Greenhouse and field studies were conducted over two years to investigate this potential problem. The results indicated when levels of Fusarium are high and environmental conditions are conducive for root rot, the addition of SCN to the soil will generally have no effect on damage to the plant because Fusarium root rot will have destroyed much of the roots, or even killed the plant. Live roots are needed for SCN to actually affect plant growth. However, when the Fusarium levels are low to moderate and root rot is less severe, the addition of SCN to the soil can result in greater damage to the plant compared to plants growing with SCN alone or Fusarium alone. These results are more likely to occur at higher than lower SCN egg levels in soil. Growth characteristics such as plant height and weight can all be reduced by the addition of SCN in the presence of some root rot. Also, the severity of Fusarium damage on the roots can be increased by SCN.

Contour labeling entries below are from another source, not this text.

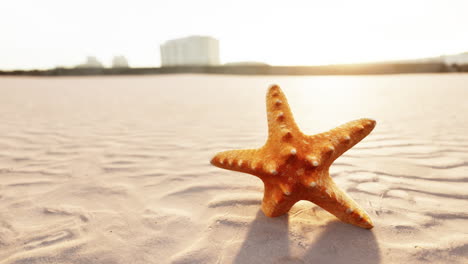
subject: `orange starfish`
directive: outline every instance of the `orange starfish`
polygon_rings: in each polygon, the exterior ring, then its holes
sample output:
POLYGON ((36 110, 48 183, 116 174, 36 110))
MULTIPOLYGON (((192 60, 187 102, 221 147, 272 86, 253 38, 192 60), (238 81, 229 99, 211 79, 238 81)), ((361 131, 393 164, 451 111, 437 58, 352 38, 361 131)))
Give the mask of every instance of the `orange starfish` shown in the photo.
POLYGON ((375 127, 372 119, 351 121, 328 132, 304 135, 294 122, 283 92, 270 87, 267 98, 268 140, 259 149, 224 151, 211 164, 250 173, 265 185, 262 211, 280 216, 300 200, 311 201, 341 221, 372 228, 369 215, 329 175, 341 154, 366 137, 375 127))

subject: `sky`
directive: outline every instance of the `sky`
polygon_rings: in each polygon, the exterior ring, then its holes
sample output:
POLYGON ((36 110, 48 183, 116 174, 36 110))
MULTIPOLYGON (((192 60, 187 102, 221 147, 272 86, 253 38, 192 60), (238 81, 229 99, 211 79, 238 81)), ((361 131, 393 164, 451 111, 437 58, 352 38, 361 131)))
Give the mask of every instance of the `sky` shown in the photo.
POLYGON ((0 69, 160 66, 159 45, 220 41, 222 63, 322 65, 468 51, 468 1, 1 0, 0 69))

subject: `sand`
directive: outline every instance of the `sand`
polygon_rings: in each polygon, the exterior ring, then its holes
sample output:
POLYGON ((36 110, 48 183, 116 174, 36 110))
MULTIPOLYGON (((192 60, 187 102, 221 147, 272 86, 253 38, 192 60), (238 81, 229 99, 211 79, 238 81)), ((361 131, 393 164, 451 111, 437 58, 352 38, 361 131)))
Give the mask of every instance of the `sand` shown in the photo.
POLYGON ((468 263, 468 75, 0 78, 0 263, 468 263), (278 83, 303 132, 370 117, 331 175, 375 228, 209 164, 267 136, 278 83))

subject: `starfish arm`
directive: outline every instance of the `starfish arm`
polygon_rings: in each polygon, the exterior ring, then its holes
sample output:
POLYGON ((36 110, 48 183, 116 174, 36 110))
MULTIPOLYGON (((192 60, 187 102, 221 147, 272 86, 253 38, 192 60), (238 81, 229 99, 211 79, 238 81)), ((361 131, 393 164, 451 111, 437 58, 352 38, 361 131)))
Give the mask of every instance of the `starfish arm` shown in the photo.
POLYGON ((228 150, 216 154, 211 164, 216 167, 254 174, 261 177, 263 163, 260 149, 228 150))
POLYGON ((265 183, 262 211, 268 217, 284 215, 297 201, 290 199, 284 192, 273 184, 265 183))
POLYGON ((374 227, 366 211, 342 191, 330 176, 315 188, 317 191, 309 193, 306 200, 317 204, 343 222, 367 229, 374 227))
POLYGON ((369 135, 375 124, 375 120, 372 119, 358 119, 308 138, 310 142, 320 142, 321 152, 326 157, 323 162, 330 165, 348 149, 369 135))
MULTIPOLYGON (((277 85, 272 85, 266 96, 268 141, 280 142, 299 132, 288 100, 277 85)), ((267 143, 268 144, 268 143, 267 143)))

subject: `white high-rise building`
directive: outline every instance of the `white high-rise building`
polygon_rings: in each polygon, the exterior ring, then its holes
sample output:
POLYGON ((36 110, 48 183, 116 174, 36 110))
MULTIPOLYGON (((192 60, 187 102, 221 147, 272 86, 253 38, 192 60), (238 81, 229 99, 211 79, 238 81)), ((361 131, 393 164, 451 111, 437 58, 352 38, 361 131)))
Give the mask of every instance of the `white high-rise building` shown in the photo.
POLYGON ((161 45, 161 66, 219 65, 219 41, 208 36, 173 39, 161 45))

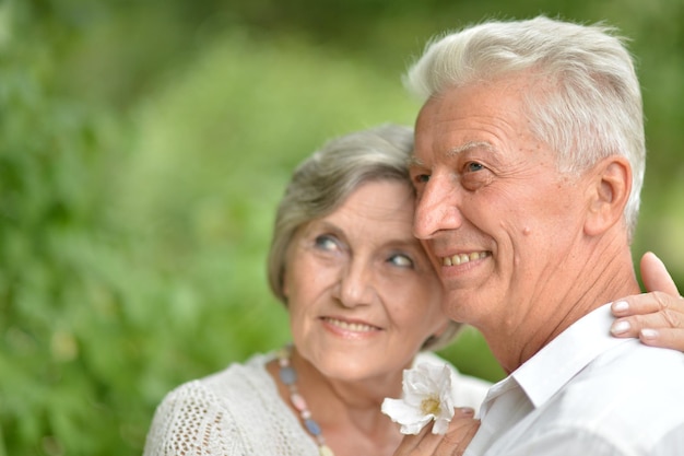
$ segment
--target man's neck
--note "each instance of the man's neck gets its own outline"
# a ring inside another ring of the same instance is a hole
[[[578,268],[575,277],[561,278],[571,287],[564,294],[536,296],[533,314],[515,327],[479,328],[502,367],[510,373],[593,309],[630,294],[640,293],[628,249],[601,255]],[[593,266],[597,265],[597,266]],[[543,304],[542,304],[543,303]],[[504,327],[502,327],[504,326]]]

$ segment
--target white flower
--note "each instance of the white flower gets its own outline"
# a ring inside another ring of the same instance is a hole
[[[445,434],[455,406],[451,370],[446,364],[425,363],[404,370],[402,398],[386,398],[382,413],[401,424],[402,434],[417,434],[433,420],[433,434]]]

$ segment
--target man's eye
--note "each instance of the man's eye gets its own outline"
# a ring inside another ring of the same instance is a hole
[[[334,250],[339,248],[337,239],[327,234],[316,236],[315,244],[316,247],[320,248],[321,250]]]
[[[410,268],[413,266],[413,260],[403,254],[396,254],[389,258],[389,261],[394,266],[400,266],[402,268]]]
[[[482,163],[477,163],[477,162],[468,162],[465,164],[465,171],[469,173],[474,173],[476,171],[482,171],[484,169],[484,165],[482,165]]]

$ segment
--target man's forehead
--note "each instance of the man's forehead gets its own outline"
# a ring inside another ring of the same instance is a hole
[[[439,155],[444,157],[450,159],[462,154],[464,152],[470,152],[474,150],[483,150],[487,152],[494,152],[495,148],[491,142],[480,141],[480,140],[467,140],[464,142],[460,142],[455,145],[449,145],[444,149],[444,152],[437,151]],[[425,166],[425,162],[417,155],[420,151],[414,151],[409,157],[409,166]]]

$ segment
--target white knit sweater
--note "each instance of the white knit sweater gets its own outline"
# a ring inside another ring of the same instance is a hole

In conclusion, at low levels of Fusarium inoculum and moderate to high egg levels of SCN, the interaction of these two pathogens can reduce plant growth and increase root rot severity. Management of SCN should also focus on keeping egg levels low in infested fields to avoid interactions with soil borne fungal pathogens.

Effect of soybean cyst nematode (SCN) plus Fusarium root rot on growth of soybean. A is Fusarium solani (FSSC11) and B is Fusarium tricinctum (FT). The plant on the left side of each photo is a plant infected with both SCN and Fusarium. The plant in the middle is infected with only Fusarium and the plant on the right side is the uninfected plant (ck). The plant infected with both SCN and Fusarium is shorter and has a less of a root system than the plant infected with only Fusarium.